Babies require a lot of stuff. From diapers and wipes to car seats and baby monitors, you’ll have a lot of expenses that weren’t there before. Be sure to factor in your maternity leave and any loss of income during that time. Consider whether you’ll need daycare and formula – and their monthly costs. A budget tracking spreadsheet can help you see the big picture at a glance.

 Practice living on your baby budget beforehand.

Once you’ve laid out your baby budget, set up an automatic savings deposit and start putting away the amount it will cost to cover those extra baby expenses. It’s like practicing for life with a baby before it happens, so you can get a sense of what your financial life might look like. It will also give you a cushion of savings to fall back on if you need it.

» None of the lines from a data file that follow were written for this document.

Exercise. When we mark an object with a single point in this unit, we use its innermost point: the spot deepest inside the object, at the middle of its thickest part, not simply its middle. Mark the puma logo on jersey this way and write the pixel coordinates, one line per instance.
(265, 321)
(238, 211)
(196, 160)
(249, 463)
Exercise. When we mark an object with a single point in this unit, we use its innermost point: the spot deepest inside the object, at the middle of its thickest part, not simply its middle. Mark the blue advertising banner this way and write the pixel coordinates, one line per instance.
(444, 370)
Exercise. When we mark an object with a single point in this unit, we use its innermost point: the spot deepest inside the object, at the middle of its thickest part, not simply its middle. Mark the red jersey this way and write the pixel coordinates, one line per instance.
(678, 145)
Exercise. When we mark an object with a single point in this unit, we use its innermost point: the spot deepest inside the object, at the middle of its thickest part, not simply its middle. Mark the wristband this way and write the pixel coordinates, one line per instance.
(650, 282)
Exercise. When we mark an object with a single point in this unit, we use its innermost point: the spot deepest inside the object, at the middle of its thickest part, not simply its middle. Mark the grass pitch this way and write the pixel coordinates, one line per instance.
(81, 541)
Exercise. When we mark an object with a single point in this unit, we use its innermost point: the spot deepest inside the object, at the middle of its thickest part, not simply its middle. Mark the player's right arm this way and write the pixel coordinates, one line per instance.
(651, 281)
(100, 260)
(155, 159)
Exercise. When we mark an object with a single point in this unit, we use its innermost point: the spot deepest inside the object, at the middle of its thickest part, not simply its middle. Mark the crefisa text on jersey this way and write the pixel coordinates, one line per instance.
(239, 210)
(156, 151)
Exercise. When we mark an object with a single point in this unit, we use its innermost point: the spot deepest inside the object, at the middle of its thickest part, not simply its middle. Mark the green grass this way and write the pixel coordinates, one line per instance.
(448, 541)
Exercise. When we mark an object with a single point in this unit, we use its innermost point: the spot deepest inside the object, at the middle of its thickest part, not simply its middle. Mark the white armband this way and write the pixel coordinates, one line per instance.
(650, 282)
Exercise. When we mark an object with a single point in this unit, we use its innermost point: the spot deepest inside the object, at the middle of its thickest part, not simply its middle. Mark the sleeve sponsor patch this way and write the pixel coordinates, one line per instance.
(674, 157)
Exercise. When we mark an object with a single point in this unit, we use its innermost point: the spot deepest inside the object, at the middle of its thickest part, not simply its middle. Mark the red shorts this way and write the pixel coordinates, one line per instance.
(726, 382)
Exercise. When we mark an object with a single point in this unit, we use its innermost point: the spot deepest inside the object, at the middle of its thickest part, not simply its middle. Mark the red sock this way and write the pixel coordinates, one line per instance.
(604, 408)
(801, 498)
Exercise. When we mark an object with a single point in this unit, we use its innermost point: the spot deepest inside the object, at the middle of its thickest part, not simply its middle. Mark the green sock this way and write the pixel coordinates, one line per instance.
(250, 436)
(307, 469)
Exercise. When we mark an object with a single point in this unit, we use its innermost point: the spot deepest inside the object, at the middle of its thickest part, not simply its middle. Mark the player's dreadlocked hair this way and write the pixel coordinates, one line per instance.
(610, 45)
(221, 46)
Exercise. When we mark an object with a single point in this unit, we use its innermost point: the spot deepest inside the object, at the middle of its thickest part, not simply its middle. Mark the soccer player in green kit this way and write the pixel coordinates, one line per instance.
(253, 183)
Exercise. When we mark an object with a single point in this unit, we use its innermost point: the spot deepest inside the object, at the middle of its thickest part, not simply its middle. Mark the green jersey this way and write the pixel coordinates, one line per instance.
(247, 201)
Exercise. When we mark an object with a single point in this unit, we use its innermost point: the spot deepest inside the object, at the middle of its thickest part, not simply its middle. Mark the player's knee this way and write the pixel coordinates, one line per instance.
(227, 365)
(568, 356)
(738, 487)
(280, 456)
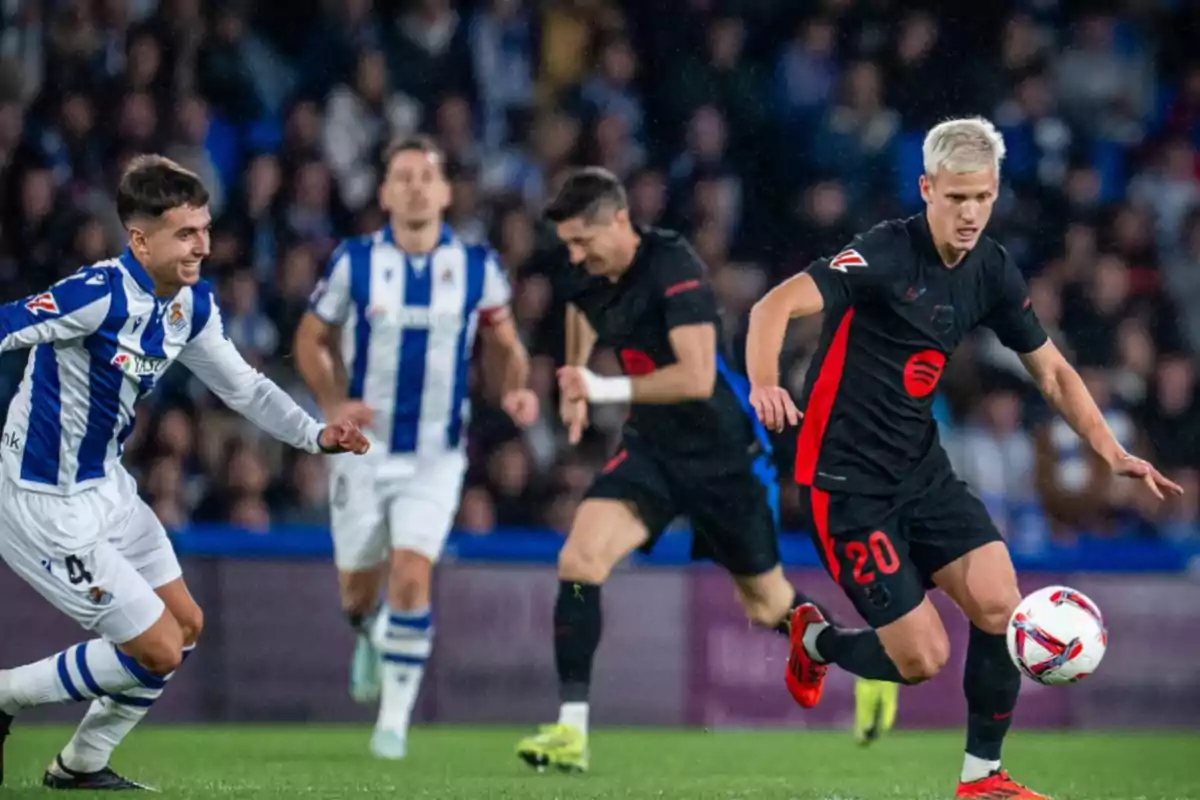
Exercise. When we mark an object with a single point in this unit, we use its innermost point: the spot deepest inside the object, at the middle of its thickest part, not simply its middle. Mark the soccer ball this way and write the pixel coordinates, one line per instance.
(1057, 636)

 Don’t forget to take care of yourself.

Remember that you were a person before you were a parent. You have needs too, and you shouldn’t feel bad about investing in your wellbeing. Continue paying into your retirement. Continue putting money into your savings, so you can treat yourself once in a while or spring for a babysitter on date night. Continue being you (just with less sleep).

Take these financial planning steps before your tiny human arrives, so you can stress a little less and enjoy a little more. Plus, you’ll be equipped to model good financial habits for your little one all throughout their life – and that’s a big win.

As always, we’re here to help with the financial stuff (but not the diapers, unfortunately).